22

Unbiased weighted variance was already addressed here and elsewhere but there still seems to be a surprising amount of confusion. There appears to be a consensus toward the formula presented in the first link as well as in the Wikipedia article. This also looks like the formula used by R, Mathematica, and GSL (but not MATLAB). However, the Wikipedia article also contains the following line which looks like a great sanity check for a weighted variance implementation:

For example, if values {2,2,4,5,5,5} are drawn from the same distribution, then we can treat this set as an unweighted sample, or we can treat it as the weighted sample {2,4,5} with corresponding weights {2,1,3}, and we should get the same results.

My calculations give the value of 2.1667 for variance of the original values and 2.9545 for the weighted variance. Should I really expect them to be the same?
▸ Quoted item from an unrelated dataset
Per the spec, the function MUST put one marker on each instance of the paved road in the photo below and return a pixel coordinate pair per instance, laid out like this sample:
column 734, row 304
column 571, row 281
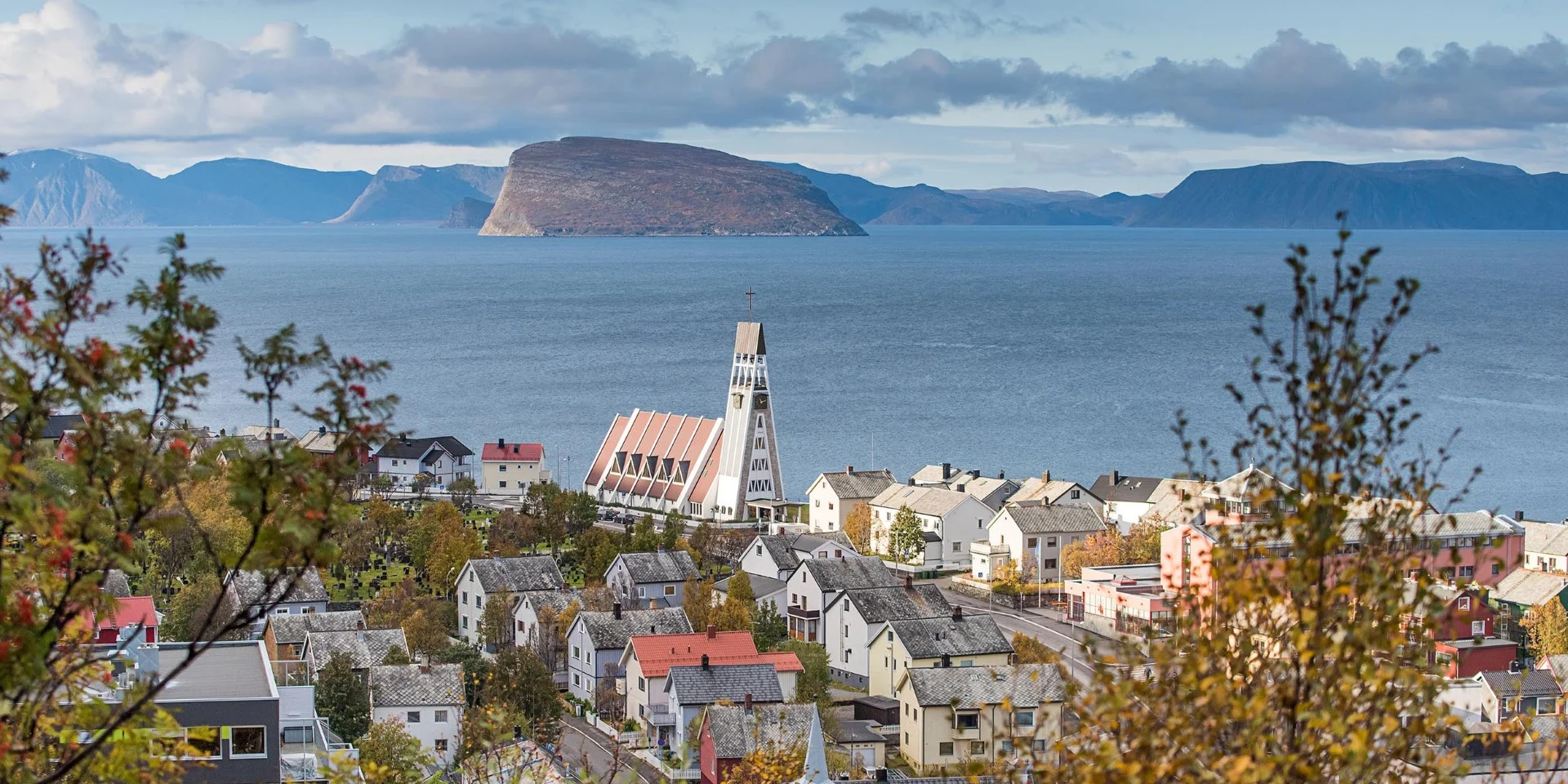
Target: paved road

Why or why not?

confusedCoder
  • 423
  • 1
  • 4
  • 7

1 Answers1

20

Yes, you should expect both examples (unweighted vs weighted) to give you the same results.

I have implemented the two algorithms from the Wikipedia article.

This one works:

If all of the $x_i$ are drawn from the same distribution and the integer weights $w_i$ indicate frequency of occurrence in the sample, then the unbiased estimator of the weighted population variance is given by:

$s^2\ = \frac {1} {V_1 - 1} \sum_{i=1}^N w_i \left(x_i - \mu^*\right)^2,$

However this one (using fractional weights) does not work for me:

If each $x_i$ is drawn from a Gaussian distribution with variance $1/w_i$, the unbiased estimator of a weighted population variance is given by:

$s^2\ = \frac {V_1} {V_1^2-V_2} \sum_{i=1}^N w_i \left(x_i - \mu^*\right)^2$

I am still investigating the reasons why the second equation does not work as intended.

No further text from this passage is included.